As the action moves swiftly ahead to its delightfully unpredictable climax, Mildred's life is further complicated by such unlikely visitors as a bulldozer, a nun, King Kong, and a super efficient TV camera crew, all adding to the merriment and, ultimately, to the poignancy which infuses the play and the touching, funny escapades of its kooky, lovable and totally enchanting heroine.
About the Playwright
Paul Zindel (1936 - 2003) wrote his first and most successful play, The Effect of Gamma Rays on Man-in-the-Moon Marigolds, in 1964. The play ran off-Broadway in 1970, and on Broadway in 1971, and he received the 1971 Pulitzer Prize for Drama for the work. It was also made into a 1972 movie by 20th Century Fox. Charlotte Zolotow, then a vice-president at Harper & Row contacted him to writing for her book label. Zindel wrote 39 books, all of them aimed at children or young adults.

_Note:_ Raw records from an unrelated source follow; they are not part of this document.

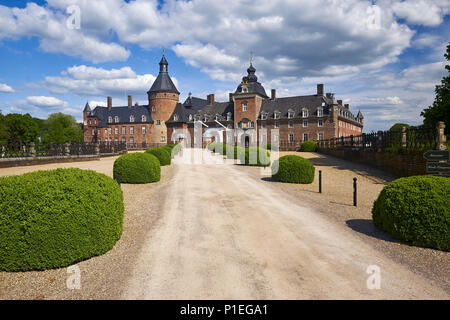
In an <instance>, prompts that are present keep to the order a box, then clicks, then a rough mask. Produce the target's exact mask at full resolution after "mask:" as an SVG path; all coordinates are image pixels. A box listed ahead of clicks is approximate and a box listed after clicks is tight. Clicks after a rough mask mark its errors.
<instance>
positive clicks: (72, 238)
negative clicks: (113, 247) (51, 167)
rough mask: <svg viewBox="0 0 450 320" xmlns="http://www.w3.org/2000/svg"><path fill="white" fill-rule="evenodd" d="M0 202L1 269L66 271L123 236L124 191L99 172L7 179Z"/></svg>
mask: <svg viewBox="0 0 450 320" xmlns="http://www.w3.org/2000/svg"><path fill="white" fill-rule="evenodd" d="M0 199H1V201H0V270H4V271H27V270H44V269H49V268H58V267H65V266H68V265H71V264H74V263H77V262H79V261H82V260H85V259H88V258H90V257H92V256H96V255H100V254H103V253H105V252H107V251H109V250H110V249H111V248H112V247H113V246H114V244H115V243H116V241H117V240H118V239H119V238H120V236H121V235H122V226H123V212H124V205H123V195H122V190H121V189H120V187H119V185H118V184H117V182H116V181H114V180H113V179H111V178H110V177H107V176H106V175H104V174H101V173H98V172H95V171H91V170H81V169H75V168H71V169H56V170H48V171H36V172H32V173H26V174H24V175H21V176H11V177H3V178H0Z"/></svg>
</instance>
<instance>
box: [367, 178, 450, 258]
mask: <svg viewBox="0 0 450 320" xmlns="http://www.w3.org/2000/svg"><path fill="white" fill-rule="evenodd" d="M449 195H450V178H445V177H435V176H412V177H407V178H400V179H397V180H394V181H393V182H391V183H390V184H388V185H387V186H385V187H384V188H383V190H382V191H381V193H380V195H379V196H378V199H377V200H376V201H375V202H374V204H373V208H372V218H373V223H374V224H375V226H377V227H378V228H380V229H382V230H384V231H386V232H388V233H390V234H391V235H392V236H393V237H394V238H396V239H399V240H404V241H406V242H409V243H411V244H413V245H417V246H423V247H432V248H436V249H440V250H445V251H449V250H450V196H449Z"/></svg>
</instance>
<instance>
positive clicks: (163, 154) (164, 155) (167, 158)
mask: <svg viewBox="0 0 450 320" xmlns="http://www.w3.org/2000/svg"><path fill="white" fill-rule="evenodd" d="M145 152H146V153H149V154H152V155H154V156H155V157H156V158H158V160H159V163H160V165H161V166H167V165H169V164H170V159H171V158H170V155H171V152H169V148H160V147H155V148H150V149H148V150H147V151H145Z"/></svg>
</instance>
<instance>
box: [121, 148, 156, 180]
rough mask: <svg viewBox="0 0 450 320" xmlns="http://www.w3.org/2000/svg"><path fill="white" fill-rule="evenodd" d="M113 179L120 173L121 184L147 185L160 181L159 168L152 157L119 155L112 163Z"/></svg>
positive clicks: (155, 159) (135, 153) (140, 154)
mask: <svg viewBox="0 0 450 320" xmlns="http://www.w3.org/2000/svg"><path fill="white" fill-rule="evenodd" d="M113 171H114V179H115V180H117V177H118V173H119V172H120V181H121V182H123V183H149V182H156V181H159V180H160V179H161V166H160V163H159V160H158V158H156V157H155V156H154V155H152V154H149V153H145V152H139V153H127V154H124V155H121V156H120V157H119V158H117V159H116V161H114V169H113Z"/></svg>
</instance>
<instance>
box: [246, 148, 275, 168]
mask: <svg viewBox="0 0 450 320" xmlns="http://www.w3.org/2000/svg"><path fill="white" fill-rule="evenodd" d="M251 152H255V153H256V163H250V160H251V159H250V153H251ZM252 162H255V160H254V159H252ZM245 165H246V166H257V167H263V166H269V165H270V154H269V152H268V151H267V150H266V149H264V148H260V147H250V148H248V149H245Z"/></svg>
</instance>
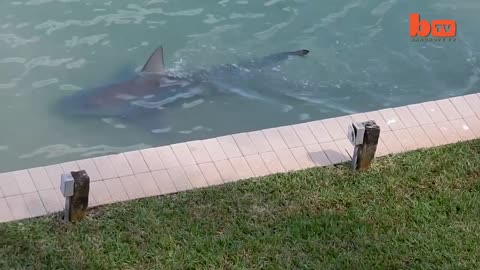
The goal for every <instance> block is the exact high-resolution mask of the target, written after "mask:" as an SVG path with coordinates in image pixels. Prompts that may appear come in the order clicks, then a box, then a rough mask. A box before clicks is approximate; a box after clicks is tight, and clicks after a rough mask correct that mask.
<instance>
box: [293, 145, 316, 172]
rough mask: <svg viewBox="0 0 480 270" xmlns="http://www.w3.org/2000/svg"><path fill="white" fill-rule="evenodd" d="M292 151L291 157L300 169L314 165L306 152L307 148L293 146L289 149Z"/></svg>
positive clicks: (303, 168) (314, 166)
mask: <svg viewBox="0 0 480 270" xmlns="http://www.w3.org/2000/svg"><path fill="white" fill-rule="evenodd" d="M290 151H291V152H292V155H293V157H294V158H295V160H296V161H297V163H298V165H299V166H300V168H302V169H308V168H312V167H315V163H313V161H312V158H311V157H310V155H309V154H308V152H307V150H306V149H305V147H303V146H299V147H295V148H292V149H290Z"/></svg>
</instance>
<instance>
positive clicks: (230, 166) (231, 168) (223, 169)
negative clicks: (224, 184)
mask: <svg viewBox="0 0 480 270" xmlns="http://www.w3.org/2000/svg"><path fill="white" fill-rule="evenodd" d="M214 164H215V167H217V170H218V172H219V173H220V176H221V177H222V180H223V182H225V183H228V182H234V181H237V180H239V178H240V177H239V176H238V174H237V172H236V171H235V169H234V168H233V166H232V163H230V160H228V159H226V160H218V161H215V162H214Z"/></svg>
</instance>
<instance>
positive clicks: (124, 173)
mask: <svg viewBox="0 0 480 270" xmlns="http://www.w3.org/2000/svg"><path fill="white" fill-rule="evenodd" d="M109 158H110V161H111V163H112V165H113V168H114V169H115V171H116V172H117V173H116V174H115V177H116V176H119V177H122V176H129V175H132V174H133V170H132V168H131V167H130V163H128V161H127V158H126V157H125V155H124V154H123V153H121V154H116V155H111V156H109Z"/></svg>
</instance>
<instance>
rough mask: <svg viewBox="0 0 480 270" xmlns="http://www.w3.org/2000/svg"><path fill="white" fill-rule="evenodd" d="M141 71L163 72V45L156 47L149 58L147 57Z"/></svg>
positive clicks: (163, 68)
mask: <svg viewBox="0 0 480 270" xmlns="http://www.w3.org/2000/svg"><path fill="white" fill-rule="evenodd" d="M142 72H152V73H164V72H165V64H164V62H163V47H159V48H157V49H156V50H155V51H154V52H153V53H152V55H151V56H150V58H148V61H147V63H146V64H145V65H144V66H143V68H142Z"/></svg>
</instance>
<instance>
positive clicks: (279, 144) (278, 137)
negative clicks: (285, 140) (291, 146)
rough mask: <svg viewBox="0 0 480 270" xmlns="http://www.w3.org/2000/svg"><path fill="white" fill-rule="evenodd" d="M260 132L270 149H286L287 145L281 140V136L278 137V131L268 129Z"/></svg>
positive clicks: (275, 130)
mask: <svg viewBox="0 0 480 270" xmlns="http://www.w3.org/2000/svg"><path fill="white" fill-rule="evenodd" d="M262 132H263V134H264V135H265V138H267V141H268V142H269V143H270V146H271V147H272V149H274V150H277V149H287V148H288V146H287V144H286V143H285V141H284V140H283V138H282V135H280V132H279V131H278V129H276V128H269V129H264V130H262Z"/></svg>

Many of these were set in his home town of Staten Island, New York. They tended to be semi-autobiographical, focusing on teenage misfits with abusive or neglectful parents. Zindel himself grew up in a single-parent household, his mother worked at various occupations: hat check girl, shipyard worker, dog breeder, hot dog vendor, and finally licensed practical nurse, often boarding terminally ill patients at home. They moved frequently, and his mother often engaged in "get-rich-quick" schemes that did not succeed. His father abandoned them. This upbringing was most accurately depicted in Confessions of a Teenage Baboon.
Despite the often dark subject matter of his books, which deal with loneliness, loss, and the effects of abuse, they are also filled with humor. Many of his novels have wacky titles, such as My Darling, My Hamburger, or Confessions of A Teenage Baboon. The Pigman, first published in 1968, is widely taught in American schools, and also made it on to the list of most frequently banned books in America in the 1990s, because of what some deem offensive language.
Mr. Zindel's other plays include Let Me Hear You Whisper, The Ladies Should Be In Bed, And Miss Reardon Drinks a Little, Every 17 Minutes the Crowd Goes Crazy, Ladies At The Alamo, and Amulets Against the Dragon Forces.